7. In reply Shri A.K. Saha, learned S.D.R. has pleaded that it is a finding of fact arrived by this Court as well as the learned Collector and no question of law is involved. There is no correlation with R.G. 1 and balance sheet and the applicant has not been able to reconcile the same. He has pleaded that the reference application should be dismissed.

8. After hearing both the sides, we hold that the Tribunal had arrived at a conclusion after going through the facts of the case, the judgment cited by the authorised representative does not help the applicant. In the said judgment, the explanation of the appellant was not accepted in respect of cash credits given by the assessee and the penalty was based on the findings of the assessment proceedings. But in the instant case, the Court had given finding or fact on the basis of the balance sheet filed by the applicant. This court had rightly held while disposing of the miscellaneous application that in respect of a debatable point of law or acceptance of evidence, it cannot be said that this is a mistake apparent from record. It is so held by the Hon'ble Supreme Court in the case of Balaram v. Volkart Bros, reported in 82 ITR 50 that a decision on a debatable point of law or failure to apply the law to a set of facts which remain to be investigated, cannot be corrected by way of rectification. (Not cited by the parties). During the course of arguments, we had fought this judgment to the notice of the learned authorised representative Shri P.R. Biswas as well as the learned S.D.R. Shri A.K. Saha.

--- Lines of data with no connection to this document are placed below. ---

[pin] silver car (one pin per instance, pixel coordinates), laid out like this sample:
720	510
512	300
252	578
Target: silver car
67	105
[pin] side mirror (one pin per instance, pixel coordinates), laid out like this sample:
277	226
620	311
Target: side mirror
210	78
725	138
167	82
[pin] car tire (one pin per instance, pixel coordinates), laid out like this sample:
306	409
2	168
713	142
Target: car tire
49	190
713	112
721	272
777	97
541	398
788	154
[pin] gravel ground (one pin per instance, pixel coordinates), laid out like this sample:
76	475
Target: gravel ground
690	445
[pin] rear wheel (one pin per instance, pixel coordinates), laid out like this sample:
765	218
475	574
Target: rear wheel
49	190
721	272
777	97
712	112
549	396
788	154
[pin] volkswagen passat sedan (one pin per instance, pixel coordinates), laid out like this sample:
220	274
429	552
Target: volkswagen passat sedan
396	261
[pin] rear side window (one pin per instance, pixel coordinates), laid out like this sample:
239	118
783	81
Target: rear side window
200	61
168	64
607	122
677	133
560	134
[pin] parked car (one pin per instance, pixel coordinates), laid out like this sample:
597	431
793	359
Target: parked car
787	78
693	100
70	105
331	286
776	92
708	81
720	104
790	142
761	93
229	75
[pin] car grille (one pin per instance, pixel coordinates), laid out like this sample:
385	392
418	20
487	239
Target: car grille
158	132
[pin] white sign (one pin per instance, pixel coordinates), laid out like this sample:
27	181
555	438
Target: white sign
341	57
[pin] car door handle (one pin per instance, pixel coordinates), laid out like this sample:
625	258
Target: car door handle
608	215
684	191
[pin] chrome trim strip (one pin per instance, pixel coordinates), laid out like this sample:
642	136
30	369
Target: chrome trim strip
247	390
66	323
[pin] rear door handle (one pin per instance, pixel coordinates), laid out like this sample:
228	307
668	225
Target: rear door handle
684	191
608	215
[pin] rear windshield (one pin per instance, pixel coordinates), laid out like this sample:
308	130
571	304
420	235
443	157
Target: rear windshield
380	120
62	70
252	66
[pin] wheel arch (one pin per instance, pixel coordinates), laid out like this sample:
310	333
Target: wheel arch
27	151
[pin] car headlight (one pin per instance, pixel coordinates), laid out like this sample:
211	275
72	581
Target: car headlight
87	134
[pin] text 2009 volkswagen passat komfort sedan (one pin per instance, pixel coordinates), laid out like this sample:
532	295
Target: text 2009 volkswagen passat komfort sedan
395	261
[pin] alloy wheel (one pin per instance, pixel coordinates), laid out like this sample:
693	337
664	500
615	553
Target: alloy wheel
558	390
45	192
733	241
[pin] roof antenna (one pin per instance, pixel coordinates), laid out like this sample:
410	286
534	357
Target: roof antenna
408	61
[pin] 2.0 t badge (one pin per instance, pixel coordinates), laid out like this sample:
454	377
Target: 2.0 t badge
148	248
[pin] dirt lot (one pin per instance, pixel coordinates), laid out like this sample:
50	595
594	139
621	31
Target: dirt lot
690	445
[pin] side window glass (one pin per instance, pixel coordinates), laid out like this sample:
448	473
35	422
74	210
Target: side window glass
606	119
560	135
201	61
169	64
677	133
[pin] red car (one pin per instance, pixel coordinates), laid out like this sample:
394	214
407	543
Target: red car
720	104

The Tribunal after considering the facts and materials and the legal pronouncement observed that the finding of the Tribunal is a finding of fact and no question of law does arise out of aforesaid order of the Tribunal. In the result, the reference application is rejected.

9. The respondent has filed cross-objection to the reference application dated 21st December, 1983, the same was presented in the Registry on the 21st December, 1983. The cross-reference application filed by the revenue is barred by time and the learned S.D.R. has not been able to justify his claim for confirmation of delay. The cross-reference application being hit by limitation is dismissed.